1. Introduction
On September 4, 2025, the Court of Justice of the European Union established binding principles on when pseudonymized data constitutes personal data under the GDPR. The ruling came in European Data Protection Supervisor v. Single Resolution Board (Case C-413/23 P). In September 2025, the CJEU partially set aside the General Court's decision and resolved the legal questions at issue. The Court remanded the case to the General Court for reconsideration. On December 19, 2025, the parties withdrew the matter from the General Court. Despite this withdrawal, the CJEU's legal determinations remain authoritative precedent, clarifying a question that has proven contentious in GDPR enforcement across member states.
The timing is particularly significant. The European Data Protection Board (EDPB) adopted its first comprehensive Pseudonymization Guidelines in January 2025, while the European Commission's Digital Omnibus proposal advances with provisions that would possibly codify the current ruling's pseudonymization principles and relativity approach to personal data into the GDPR itself. These developments will shape the framework for handling pseudonymised data in the future.
2. Background of the Case
The dispute originated from the Single Resolution Board's 2017 decision regarding the resolution of Banco Popular Español.
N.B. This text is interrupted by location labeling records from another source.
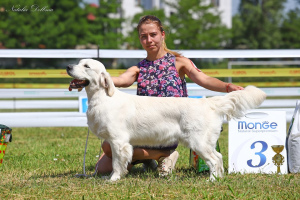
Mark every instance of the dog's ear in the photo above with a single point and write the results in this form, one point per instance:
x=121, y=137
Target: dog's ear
x=106, y=82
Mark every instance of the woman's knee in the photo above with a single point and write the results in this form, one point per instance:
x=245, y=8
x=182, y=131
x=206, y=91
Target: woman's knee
x=107, y=149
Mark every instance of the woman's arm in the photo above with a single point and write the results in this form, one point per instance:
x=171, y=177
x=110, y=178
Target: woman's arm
x=204, y=80
x=127, y=78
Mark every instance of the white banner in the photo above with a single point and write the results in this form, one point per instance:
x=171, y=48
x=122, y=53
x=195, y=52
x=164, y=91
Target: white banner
x=257, y=143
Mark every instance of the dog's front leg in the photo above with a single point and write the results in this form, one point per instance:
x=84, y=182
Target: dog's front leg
x=121, y=157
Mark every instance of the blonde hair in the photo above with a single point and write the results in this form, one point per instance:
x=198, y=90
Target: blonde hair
x=152, y=19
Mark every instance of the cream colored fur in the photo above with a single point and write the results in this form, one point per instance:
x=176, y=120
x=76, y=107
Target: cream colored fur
x=126, y=120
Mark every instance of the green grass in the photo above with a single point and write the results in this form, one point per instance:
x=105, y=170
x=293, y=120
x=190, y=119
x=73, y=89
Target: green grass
x=41, y=163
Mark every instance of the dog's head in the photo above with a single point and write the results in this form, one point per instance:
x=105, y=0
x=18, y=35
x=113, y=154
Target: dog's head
x=90, y=73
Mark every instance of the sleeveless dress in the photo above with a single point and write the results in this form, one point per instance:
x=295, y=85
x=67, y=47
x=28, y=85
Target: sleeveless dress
x=160, y=78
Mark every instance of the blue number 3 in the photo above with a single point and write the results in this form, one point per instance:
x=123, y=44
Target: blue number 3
x=263, y=158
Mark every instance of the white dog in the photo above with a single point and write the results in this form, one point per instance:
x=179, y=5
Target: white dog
x=126, y=120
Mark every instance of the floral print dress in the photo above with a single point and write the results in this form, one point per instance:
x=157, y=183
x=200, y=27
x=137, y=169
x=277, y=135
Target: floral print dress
x=160, y=78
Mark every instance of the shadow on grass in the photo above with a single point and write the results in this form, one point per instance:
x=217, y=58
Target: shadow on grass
x=137, y=172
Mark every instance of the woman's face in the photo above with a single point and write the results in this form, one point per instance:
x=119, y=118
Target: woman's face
x=151, y=37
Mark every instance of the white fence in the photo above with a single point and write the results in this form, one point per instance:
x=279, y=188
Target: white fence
x=61, y=119
x=77, y=119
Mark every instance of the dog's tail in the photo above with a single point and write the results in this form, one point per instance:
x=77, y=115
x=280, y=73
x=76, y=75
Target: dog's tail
x=236, y=103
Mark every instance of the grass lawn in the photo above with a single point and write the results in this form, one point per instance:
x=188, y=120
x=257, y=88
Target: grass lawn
x=41, y=163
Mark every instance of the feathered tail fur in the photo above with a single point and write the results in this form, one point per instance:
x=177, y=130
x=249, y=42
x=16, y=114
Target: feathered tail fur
x=235, y=104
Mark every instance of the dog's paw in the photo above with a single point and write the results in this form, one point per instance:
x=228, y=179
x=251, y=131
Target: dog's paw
x=114, y=178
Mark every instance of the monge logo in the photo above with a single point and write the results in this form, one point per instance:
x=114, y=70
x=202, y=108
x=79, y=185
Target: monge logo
x=257, y=125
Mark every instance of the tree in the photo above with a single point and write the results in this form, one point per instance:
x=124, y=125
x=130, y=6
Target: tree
x=257, y=26
x=196, y=25
x=58, y=24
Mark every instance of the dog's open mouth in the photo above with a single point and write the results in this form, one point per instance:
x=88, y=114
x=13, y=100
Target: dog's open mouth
x=78, y=84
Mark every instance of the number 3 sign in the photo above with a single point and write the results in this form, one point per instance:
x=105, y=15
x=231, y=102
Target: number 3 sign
x=254, y=141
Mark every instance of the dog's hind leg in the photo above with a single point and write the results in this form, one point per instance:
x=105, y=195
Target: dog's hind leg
x=207, y=153
x=121, y=157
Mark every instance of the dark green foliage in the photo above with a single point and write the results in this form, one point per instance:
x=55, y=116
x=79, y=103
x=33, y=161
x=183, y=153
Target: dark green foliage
x=58, y=24
x=258, y=24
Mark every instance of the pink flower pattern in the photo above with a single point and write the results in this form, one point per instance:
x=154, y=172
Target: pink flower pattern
x=160, y=78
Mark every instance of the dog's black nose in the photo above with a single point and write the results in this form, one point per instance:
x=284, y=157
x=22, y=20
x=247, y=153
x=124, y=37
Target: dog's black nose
x=69, y=67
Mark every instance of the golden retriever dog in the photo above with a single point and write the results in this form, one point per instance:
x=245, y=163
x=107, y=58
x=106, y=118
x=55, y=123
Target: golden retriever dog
x=126, y=120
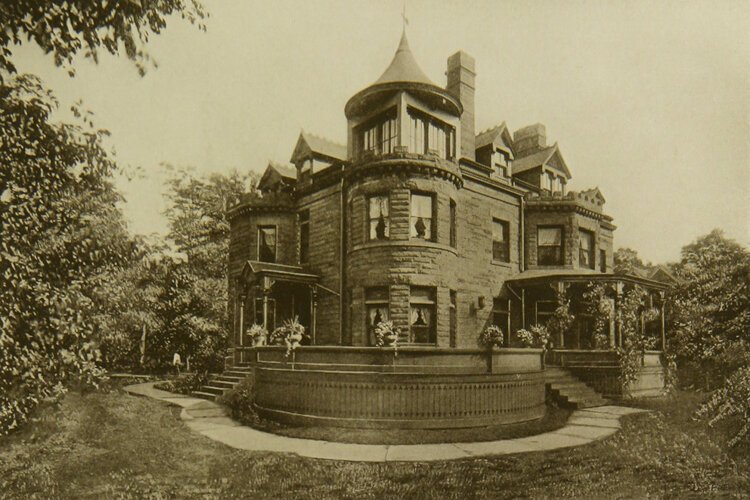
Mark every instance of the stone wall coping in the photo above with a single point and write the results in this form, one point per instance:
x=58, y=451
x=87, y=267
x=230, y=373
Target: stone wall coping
x=404, y=349
x=415, y=243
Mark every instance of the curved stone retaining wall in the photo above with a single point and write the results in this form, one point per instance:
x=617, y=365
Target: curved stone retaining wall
x=417, y=391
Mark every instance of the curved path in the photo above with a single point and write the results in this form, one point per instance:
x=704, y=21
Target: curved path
x=211, y=420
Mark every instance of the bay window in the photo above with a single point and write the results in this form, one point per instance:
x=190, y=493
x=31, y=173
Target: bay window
x=267, y=243
x=380, y=134
x=550, y=246
x=422, y=216
x=428, y=134
x=586, y=249
x=422, y=315
x=376, y=301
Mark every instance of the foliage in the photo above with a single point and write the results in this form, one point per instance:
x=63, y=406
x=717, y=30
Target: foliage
x=62, y=233
x=184, y=384
x=627, y=261
x=731, y=402
x=67, y=28
x=491, y=336
x=257, y=332
x=711, y=308
x=561, y=320
x=628, y=320
x=535, y=336
x=386, y=334
x=600, y=307
x=240, y=402
x=289, y=334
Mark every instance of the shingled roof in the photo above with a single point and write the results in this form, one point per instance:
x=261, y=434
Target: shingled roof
x=308, y=144
x=403, y=67
x=495, y=135
x=539, y=158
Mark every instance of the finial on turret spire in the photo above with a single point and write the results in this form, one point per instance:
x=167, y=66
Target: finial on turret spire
x=403, y=16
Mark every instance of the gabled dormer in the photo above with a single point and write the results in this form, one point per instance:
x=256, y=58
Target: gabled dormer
x=538, y=165
x=277, y=178
x=313, y=154
x=494, y=148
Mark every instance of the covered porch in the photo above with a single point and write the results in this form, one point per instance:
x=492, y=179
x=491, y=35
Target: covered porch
x=269, y=294
x=538, y=292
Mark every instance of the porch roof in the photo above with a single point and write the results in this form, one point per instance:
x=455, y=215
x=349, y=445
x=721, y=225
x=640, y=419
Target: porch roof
x=543, y=276
x=281, y=272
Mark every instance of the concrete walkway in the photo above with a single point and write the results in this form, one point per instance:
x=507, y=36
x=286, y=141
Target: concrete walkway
x=211, y=420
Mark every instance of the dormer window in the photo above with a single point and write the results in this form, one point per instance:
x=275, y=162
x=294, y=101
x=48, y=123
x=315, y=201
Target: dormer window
x=380, y=134
x=427, y=134
x=500, y=162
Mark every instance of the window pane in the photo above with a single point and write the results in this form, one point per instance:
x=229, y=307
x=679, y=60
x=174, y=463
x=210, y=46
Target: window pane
x=417, y=136
x=267, y=244
x=550, y=236
x=376, y=294
x=378, y=217
x=421, y=216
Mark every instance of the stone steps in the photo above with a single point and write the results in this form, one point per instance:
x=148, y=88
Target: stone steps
x=569, y=391
x=218, y=385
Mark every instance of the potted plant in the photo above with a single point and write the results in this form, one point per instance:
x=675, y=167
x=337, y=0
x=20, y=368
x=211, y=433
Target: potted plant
x=492, y=336
x=258, y=335
x=386, y=334
x=535, y=336
x=290, y=334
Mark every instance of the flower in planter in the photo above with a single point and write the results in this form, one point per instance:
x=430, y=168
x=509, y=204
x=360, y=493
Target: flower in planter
x=386, y=334
x=491, y=336
x=258, y=334
x=535, y=336
x=290, y=334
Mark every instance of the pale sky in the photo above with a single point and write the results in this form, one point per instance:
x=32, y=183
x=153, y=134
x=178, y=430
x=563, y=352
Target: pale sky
x=648, y=101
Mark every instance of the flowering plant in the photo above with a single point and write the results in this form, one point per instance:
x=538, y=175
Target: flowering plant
x=258, y=334
x=386, y=334
x=535, y=336
x=492, y=335
x=290, y=334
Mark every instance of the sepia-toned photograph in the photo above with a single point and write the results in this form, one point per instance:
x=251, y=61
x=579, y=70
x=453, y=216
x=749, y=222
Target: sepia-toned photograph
x=374, y=249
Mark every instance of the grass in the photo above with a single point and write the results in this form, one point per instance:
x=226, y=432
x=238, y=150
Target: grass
x=112, y=445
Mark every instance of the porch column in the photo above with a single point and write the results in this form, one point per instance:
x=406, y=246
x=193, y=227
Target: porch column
x=314, y=311
x=618, y=298
x=663, y=329
x=267, y=283
x=242, y=297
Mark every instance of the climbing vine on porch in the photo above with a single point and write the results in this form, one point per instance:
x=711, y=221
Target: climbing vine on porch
x=627, y=316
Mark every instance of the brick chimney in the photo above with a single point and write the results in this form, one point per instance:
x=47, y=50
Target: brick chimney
x=461, y=84
x=529, y=139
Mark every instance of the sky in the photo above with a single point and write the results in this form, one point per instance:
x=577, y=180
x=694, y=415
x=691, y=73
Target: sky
x=649, y=101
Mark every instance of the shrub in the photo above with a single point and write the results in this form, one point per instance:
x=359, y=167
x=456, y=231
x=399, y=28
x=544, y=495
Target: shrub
x=290, y=334
x=731, y=404
x=240, y=402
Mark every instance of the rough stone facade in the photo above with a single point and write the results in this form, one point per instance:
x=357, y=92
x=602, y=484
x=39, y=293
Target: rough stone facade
x=471, y=200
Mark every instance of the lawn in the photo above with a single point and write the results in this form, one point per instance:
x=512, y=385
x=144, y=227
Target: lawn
x=113, y=445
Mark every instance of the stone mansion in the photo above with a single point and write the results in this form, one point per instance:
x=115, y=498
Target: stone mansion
x=422, y=221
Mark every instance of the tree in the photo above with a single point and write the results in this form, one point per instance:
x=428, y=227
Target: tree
x=627, y=261
x=66, y=28
x=711, y=308
x=61, y=233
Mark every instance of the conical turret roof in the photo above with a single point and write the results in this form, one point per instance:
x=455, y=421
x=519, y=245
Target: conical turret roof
x=403, y=67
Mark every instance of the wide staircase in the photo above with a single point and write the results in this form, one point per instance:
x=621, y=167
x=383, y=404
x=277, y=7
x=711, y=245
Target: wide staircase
x=568, y=391
x=220, y=384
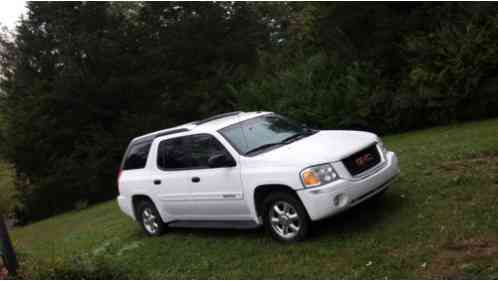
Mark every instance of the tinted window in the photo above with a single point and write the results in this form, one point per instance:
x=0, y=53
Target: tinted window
x=190, y=152
x=203, y=147
x=174, y=154
x=136, y=156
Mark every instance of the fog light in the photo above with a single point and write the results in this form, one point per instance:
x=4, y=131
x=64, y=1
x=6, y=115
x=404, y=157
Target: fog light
x=340, y=200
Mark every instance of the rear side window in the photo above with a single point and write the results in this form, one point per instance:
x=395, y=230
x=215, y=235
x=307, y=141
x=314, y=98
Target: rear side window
x=203, y=147
x=136, y=156
x=174, y=154
x=189, y=152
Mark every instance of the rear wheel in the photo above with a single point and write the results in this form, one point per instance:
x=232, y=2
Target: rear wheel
x=285, y=217
x=149, y=219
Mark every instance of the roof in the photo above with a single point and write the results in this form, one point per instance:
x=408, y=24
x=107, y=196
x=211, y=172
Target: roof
x=210, y=124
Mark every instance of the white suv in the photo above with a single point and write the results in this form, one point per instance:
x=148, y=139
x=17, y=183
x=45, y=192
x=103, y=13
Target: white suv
x=246, y=169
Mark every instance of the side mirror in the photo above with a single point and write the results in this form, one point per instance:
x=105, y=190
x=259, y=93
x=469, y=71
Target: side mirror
x=220, y=160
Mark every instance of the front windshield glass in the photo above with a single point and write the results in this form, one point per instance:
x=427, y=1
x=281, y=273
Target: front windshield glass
x=262, y=133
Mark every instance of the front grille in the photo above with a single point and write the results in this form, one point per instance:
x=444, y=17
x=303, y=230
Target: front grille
x=362, y=160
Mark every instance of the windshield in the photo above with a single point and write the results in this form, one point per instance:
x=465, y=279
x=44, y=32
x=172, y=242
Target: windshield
x=263, y=133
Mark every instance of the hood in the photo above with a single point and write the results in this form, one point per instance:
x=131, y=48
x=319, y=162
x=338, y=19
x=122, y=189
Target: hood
x=324, y=146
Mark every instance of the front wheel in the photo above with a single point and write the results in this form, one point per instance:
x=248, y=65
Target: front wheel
x=285, y=217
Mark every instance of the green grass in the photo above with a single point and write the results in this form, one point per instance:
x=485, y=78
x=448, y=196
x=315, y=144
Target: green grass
x=438, y=220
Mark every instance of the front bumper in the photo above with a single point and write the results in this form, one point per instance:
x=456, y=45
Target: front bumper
x=330, y=199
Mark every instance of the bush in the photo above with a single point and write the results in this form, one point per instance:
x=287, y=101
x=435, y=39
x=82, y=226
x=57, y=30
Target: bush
x=317, y=92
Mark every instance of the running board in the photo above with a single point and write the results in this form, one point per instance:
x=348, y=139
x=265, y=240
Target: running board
x=215, y=224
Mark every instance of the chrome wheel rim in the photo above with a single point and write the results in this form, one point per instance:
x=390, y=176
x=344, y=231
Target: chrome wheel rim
x=284, y=219
x=150, y=221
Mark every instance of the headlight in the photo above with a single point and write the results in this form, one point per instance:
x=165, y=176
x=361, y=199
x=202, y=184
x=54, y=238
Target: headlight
x=382, y=147
x=318, y=175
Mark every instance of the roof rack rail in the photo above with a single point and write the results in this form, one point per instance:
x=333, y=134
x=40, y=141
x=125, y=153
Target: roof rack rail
x=215, y=117
x=175, y=131
x=150, y=138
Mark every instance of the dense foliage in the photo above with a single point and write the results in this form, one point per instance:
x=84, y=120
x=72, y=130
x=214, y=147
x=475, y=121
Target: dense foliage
x=81, y=79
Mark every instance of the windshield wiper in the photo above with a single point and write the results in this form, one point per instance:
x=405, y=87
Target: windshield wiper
x=283, y=142
x=263, y=147
x=297, y=136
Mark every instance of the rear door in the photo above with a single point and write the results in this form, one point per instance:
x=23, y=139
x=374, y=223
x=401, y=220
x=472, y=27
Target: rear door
x=172, y=177
x=217, y=193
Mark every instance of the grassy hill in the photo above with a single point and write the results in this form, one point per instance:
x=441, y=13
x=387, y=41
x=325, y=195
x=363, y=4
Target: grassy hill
x=438, y=220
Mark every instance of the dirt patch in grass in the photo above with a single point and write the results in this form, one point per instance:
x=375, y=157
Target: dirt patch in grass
x=486, y=160
x=462, y=259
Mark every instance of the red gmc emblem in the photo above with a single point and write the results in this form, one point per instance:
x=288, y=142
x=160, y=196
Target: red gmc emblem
x=363, y=160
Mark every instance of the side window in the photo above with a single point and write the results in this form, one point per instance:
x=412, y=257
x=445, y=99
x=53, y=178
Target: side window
x=190, y=152
x=174, y=154
x=136, y=157
x=203, y=147
x=235, y=136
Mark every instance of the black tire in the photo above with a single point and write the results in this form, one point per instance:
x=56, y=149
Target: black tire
x=276, y=229
x=151, y=222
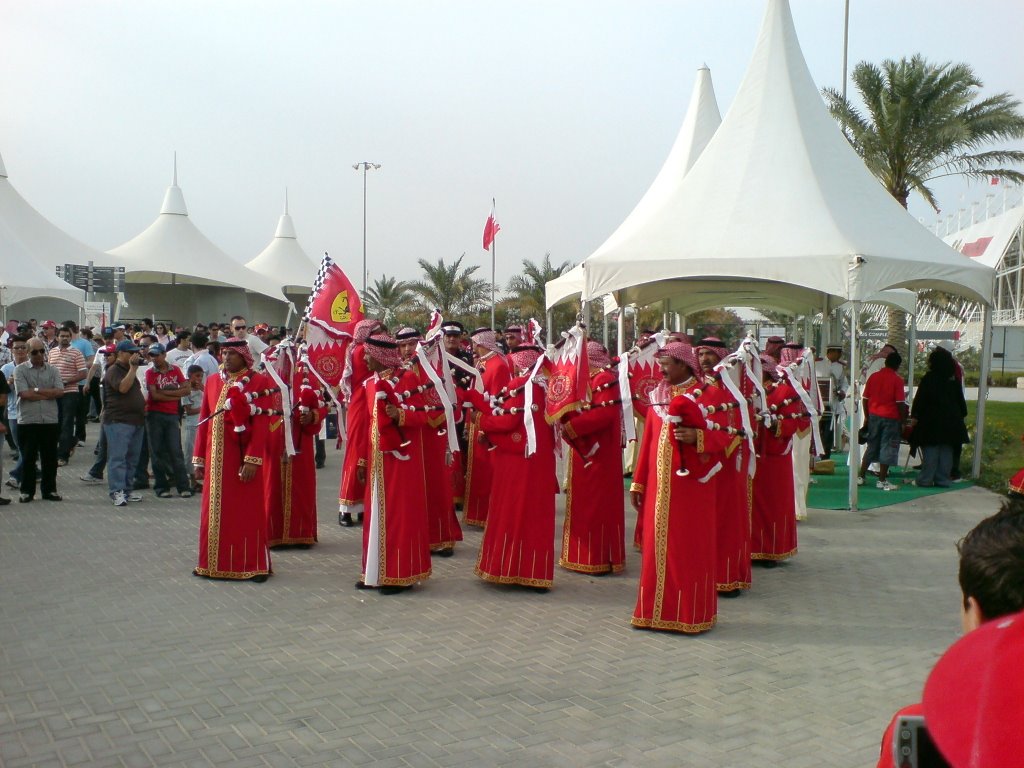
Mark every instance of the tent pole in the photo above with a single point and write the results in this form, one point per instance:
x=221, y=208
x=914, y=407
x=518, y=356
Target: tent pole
x=854, y=407
x=986, y=365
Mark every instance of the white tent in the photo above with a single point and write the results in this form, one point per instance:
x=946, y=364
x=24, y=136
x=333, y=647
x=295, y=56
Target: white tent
x=30, y=248
x=284, y=262
x=208, y=284
x=778, y=196
x=701, y=119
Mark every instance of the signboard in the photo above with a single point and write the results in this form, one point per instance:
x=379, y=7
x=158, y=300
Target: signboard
x=93, y=279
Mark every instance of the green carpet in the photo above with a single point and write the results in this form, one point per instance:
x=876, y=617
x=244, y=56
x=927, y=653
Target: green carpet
x=832, y=492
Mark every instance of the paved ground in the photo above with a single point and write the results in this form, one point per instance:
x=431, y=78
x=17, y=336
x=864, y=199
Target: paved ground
x=113, y=654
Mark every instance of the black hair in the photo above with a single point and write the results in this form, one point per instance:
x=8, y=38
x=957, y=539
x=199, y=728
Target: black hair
x=991, y=565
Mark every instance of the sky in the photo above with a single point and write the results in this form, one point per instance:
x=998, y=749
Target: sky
x=562, y=111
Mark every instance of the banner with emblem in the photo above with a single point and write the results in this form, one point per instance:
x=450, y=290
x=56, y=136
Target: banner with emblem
x=332, y=312
x=568, y=379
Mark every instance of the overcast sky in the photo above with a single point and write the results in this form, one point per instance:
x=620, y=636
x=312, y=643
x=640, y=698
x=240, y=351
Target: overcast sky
x=563, y=111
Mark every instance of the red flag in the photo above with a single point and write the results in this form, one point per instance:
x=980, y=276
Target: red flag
x=332, y=312
x=491, y=228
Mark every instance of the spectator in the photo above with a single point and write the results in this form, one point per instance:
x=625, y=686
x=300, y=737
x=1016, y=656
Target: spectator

The SRB initially made preliminary determinations about compensating creditors and shareholders without stakeholders' input. Following criticism, the SRB established a mechanism for affected parties to submit comments on the valuation reports.
The SRB then transferred those comments to Deloitte in pseudonymized form for independent assessment of how the resolution affected stakeholders' interests. The European Data Protection Supervisor investigated the matter following complaints from stakeholders and, in 2020, found that the SRB had violated the GDPR on two grounds:
- The pseudonymized comments still constituted personal data, and
- The Stakeholders were not informed that their comments would be shared with a third party.
The SRB challenged this decision before the General Court, which in 2023 ruled in the SRB's favor. The General Court concluded that the data received by Deloitte did not constitute personal data because Deloitte lacked the means to re-identify individuals. The court also faulted the EDPS for failing to examine whether the content of the comments themselves revealed personal information.
The EDPS appealed to the CJEU, which in September 2025 partially overturned the General Court and established that pseudonymized data constitutes personal data depending on the specific recipient's ability to re-identify data subjects.
3. Reasoning of the Court
The CJEU addressed three central questions regarding pseudonymized data under the GDPR.
a. Personal Opinions Constitute Personal Data
The CJEU held that personal opinions are inherently personal data under the GDPR. The Court found that the General Court had erred by requiring the EDPS to examine whether the stakeholders' comments related to natural persons by their content, purpose, or effect. According to the CJEU, personal opinions or views, as expressions of a person's thinking, are necessarily closely linked to that person and therefore qualify as personal data without further analysis.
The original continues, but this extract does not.